Kurt a dit qu'il l'avait offert. La participation du LDK au gouvernement ou au parlement en chef a été rejetée. Une offre similaire a été faite au PDK, mais son chef, Bedri Hamza, l'a décrite comme insérieuse, disant qu'il n'y avait pas d'invitation officielle pour la réunion.
Kurt leur a alors demandé Le PDK et le LDK proposent trois noms non-partis pour le président, offrant le soutien du LVV, mais l'opposition a également rejeté cette idée, la disant insaisissable et inacceptable.
La date limite du 28 avril est venue après le 5 mars, le LVV a commencé la session pour le vote sur Konjufca et Kolcak, mais l'a arrêté en raison d'un manque de quorum.
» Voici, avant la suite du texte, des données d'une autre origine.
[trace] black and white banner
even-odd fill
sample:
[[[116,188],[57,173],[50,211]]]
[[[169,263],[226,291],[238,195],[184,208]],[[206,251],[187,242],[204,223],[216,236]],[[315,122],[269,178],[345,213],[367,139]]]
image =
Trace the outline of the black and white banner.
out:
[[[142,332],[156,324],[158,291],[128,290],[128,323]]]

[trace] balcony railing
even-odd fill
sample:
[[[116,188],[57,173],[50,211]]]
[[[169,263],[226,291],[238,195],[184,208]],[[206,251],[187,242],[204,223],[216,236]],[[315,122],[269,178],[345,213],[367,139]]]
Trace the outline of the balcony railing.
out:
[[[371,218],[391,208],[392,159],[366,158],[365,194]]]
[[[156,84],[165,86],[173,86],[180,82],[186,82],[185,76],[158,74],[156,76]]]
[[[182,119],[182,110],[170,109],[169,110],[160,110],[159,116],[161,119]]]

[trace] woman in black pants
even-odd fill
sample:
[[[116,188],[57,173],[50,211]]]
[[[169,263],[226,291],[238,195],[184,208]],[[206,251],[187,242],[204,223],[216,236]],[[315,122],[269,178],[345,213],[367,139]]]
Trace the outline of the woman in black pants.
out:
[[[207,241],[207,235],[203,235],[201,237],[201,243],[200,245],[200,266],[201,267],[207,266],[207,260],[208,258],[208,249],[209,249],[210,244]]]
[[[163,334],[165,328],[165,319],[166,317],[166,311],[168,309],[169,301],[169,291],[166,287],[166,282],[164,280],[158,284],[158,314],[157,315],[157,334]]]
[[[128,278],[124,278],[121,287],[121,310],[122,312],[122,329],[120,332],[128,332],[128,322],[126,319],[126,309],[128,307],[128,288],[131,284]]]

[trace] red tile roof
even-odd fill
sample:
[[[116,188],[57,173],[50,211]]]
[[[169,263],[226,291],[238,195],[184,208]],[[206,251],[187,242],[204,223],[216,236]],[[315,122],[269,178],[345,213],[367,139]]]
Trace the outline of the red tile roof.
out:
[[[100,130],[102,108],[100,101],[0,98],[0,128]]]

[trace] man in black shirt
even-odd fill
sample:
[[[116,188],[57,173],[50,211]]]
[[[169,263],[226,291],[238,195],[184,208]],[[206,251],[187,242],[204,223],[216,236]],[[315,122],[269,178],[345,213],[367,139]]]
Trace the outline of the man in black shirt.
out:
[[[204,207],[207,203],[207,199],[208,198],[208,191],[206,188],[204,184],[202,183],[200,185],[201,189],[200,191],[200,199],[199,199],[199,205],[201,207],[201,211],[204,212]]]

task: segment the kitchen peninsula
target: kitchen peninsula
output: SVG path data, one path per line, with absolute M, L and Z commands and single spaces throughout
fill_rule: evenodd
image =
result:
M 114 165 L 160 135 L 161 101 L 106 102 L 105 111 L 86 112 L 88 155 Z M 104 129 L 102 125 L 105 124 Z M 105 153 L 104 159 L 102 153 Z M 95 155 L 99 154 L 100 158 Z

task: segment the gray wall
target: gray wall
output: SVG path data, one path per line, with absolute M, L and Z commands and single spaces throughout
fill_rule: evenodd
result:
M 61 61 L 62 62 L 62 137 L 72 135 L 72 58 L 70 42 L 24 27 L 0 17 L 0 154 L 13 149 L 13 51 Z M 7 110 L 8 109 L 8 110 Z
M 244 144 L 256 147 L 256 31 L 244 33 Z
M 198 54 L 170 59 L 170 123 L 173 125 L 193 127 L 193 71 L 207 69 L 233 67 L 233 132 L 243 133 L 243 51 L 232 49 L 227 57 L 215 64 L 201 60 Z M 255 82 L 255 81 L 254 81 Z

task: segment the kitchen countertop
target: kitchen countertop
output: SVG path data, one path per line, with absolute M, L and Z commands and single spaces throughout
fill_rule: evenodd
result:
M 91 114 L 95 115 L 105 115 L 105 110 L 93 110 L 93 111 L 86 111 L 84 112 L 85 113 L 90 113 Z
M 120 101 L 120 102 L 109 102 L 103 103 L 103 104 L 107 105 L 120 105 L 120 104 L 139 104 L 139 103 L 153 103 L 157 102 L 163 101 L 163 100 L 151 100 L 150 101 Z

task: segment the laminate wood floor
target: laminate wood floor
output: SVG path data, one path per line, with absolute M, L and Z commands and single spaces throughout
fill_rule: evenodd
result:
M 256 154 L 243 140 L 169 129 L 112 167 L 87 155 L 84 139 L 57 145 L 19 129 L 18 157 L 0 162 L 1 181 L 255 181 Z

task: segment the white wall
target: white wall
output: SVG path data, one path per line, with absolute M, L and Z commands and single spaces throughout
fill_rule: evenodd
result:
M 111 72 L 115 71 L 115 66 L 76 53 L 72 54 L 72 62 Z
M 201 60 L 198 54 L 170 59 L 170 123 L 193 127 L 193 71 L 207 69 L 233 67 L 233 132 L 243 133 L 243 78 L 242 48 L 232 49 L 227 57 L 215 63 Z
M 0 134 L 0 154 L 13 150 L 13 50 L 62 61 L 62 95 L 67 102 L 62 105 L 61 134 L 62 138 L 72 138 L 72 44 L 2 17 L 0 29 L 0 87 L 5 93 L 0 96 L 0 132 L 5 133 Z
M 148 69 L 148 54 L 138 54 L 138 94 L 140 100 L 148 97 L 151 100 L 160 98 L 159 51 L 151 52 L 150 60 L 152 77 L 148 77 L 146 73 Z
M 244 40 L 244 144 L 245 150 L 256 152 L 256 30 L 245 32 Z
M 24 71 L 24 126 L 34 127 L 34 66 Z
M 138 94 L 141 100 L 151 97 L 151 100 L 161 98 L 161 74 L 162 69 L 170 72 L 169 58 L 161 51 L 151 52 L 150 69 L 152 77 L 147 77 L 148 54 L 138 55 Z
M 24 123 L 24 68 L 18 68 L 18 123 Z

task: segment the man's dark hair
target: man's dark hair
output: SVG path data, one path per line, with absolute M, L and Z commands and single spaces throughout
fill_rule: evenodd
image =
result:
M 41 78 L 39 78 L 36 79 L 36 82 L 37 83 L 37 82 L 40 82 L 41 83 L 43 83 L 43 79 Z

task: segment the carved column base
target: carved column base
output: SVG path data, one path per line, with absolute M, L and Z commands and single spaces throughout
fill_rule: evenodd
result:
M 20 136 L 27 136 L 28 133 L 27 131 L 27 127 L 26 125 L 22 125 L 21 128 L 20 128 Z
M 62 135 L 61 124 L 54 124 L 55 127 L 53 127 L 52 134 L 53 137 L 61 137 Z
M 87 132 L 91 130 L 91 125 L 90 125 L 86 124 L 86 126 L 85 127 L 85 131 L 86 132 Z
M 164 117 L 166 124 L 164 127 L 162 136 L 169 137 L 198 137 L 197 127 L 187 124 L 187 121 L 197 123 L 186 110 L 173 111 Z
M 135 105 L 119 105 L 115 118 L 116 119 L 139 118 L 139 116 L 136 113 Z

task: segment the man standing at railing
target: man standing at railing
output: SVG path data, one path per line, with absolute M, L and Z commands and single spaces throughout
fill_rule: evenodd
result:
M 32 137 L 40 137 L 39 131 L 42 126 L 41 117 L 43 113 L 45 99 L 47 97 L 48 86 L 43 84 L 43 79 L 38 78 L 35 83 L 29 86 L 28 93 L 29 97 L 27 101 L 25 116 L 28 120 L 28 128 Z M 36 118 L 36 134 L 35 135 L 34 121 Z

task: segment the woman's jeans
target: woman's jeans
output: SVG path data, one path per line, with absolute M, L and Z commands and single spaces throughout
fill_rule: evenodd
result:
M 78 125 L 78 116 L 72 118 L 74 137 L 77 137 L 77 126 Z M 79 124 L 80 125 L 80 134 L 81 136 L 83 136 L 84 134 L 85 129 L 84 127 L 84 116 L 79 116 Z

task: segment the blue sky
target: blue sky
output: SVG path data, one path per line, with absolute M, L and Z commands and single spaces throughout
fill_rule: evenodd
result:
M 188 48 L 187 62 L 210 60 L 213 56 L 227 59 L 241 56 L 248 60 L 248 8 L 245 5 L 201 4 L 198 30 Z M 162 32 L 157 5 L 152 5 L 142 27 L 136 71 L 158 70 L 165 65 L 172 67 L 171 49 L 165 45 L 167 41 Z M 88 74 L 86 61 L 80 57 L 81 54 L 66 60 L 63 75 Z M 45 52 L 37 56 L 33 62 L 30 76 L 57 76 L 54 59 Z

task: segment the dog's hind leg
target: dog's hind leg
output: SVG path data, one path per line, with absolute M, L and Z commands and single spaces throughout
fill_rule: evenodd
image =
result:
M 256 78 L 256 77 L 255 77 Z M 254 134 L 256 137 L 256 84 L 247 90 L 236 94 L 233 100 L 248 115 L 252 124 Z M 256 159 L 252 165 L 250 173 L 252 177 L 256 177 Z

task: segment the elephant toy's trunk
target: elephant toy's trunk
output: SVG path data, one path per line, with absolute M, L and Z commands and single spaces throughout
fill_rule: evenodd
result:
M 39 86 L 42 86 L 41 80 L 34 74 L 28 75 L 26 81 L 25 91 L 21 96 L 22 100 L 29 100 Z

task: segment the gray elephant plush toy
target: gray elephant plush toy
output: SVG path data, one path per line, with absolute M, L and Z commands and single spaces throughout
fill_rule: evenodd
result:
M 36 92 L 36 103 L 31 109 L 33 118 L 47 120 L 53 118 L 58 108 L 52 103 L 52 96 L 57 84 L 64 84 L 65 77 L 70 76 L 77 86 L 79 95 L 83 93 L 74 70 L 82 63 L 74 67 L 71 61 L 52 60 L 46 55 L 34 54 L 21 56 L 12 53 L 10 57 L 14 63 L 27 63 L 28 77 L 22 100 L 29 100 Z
Un jour plus tard, l'ancien président Vjosa Osmani a annoncé un décret sur les nouvelles élections. Mais la décision a été transmise à la Constitution par le Gouvernement du Kosovo. La Constitution a déclaré que les députés avaient un mandat de 34 jours, donc jusqu'au 28 avril, pour élire un successeur d'Osman.
Osmani a terminé le mandat de cinq ans le 4 avril, et le chef parlementaire Albulen Haxhiu, selon la Constitution, a pris le poste de chef intérimaire du président.
Kurti a par la suite tenu plusieurs réunions avec le leader du PDK, Bedri Hamza, et Lumir Abdijxhiku de LDK, mais ils n'ont pas produit d'accords.
Selon la Constitution, le président du Kosovo est élu par les deux tiers des voix des deux premiers ou 61 voix au troisième tour, mais 80 députés sont nécessaires dans la salle pour l'audition.